I worked in a big company, and was laid off during the company restructure, along with 2000 other employees. This was well covered in the news.
It was definitely not because of my poor performance; on the contrary, I believe I did such a good job on my project that the company considered it didn't need further improvement and my position was eliminated.
The second reason I may have been chosen to be laid off is that when the time came to make cuts, the manager kept his favourites and let the others go. I didn't have a bad relationship with my boss, just a normal working relationship, but I wasn't one of the favoured ones.
I am in a popular field, and hold a doctorate degree, so a lot of employers have expressed interest in me. I have answered both technical and soft questions well in every interview.
However, in the final stages, when I get asked my reasons for leaving my last job and I tell them I was laid off, their faces suddenly change. No matter how I explain it to them, they always believe I must have performed badly or been unable to get along with other people. They ask me for a reference letter from my former manager (which I can get), suddenly doubt my technical skills, and want to dig very deeply into my personal information.

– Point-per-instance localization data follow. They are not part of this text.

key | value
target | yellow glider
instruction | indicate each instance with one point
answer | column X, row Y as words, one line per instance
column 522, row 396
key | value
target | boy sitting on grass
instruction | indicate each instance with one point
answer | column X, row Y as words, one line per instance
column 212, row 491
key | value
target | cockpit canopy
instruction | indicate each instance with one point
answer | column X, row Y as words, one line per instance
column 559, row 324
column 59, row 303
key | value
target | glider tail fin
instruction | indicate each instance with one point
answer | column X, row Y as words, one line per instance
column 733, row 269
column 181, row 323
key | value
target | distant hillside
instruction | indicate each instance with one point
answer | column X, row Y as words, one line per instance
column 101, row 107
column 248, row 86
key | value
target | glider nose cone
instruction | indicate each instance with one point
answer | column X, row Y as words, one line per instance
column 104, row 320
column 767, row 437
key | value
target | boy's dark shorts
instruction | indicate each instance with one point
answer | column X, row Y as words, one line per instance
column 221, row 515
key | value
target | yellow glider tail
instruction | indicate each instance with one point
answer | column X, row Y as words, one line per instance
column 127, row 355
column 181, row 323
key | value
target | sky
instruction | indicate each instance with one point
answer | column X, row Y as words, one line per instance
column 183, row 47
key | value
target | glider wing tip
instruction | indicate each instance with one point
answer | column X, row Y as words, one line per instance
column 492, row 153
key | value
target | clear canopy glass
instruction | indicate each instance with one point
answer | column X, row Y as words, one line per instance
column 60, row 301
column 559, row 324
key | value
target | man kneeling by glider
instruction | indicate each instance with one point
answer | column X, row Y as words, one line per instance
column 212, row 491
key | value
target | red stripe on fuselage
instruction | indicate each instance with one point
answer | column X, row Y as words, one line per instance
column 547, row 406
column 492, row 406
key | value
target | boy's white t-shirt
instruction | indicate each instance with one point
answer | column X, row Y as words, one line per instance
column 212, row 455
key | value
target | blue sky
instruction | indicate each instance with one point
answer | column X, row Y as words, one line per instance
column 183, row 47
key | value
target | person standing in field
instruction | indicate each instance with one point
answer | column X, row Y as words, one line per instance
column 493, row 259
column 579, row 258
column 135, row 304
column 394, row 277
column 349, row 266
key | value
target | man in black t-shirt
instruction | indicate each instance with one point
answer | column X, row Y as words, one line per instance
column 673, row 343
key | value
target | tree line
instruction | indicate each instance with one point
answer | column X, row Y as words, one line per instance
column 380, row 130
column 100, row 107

It's clearly not appropriate to say to my potential new manager that I was let go due to favouritism. I have told them that 2000 employees were let go at the same time as me, but the potential employers always seem to wonder, "if you are so technically strong, why did you get laid off?"
I fully understand the importance of being honest, but I am running out of options here. I am strongly considering lying in the next interview I get, and saying that I am still employed. Is this wise? If not, how else can I stop them from doubting my abilities when they hear I got laid off?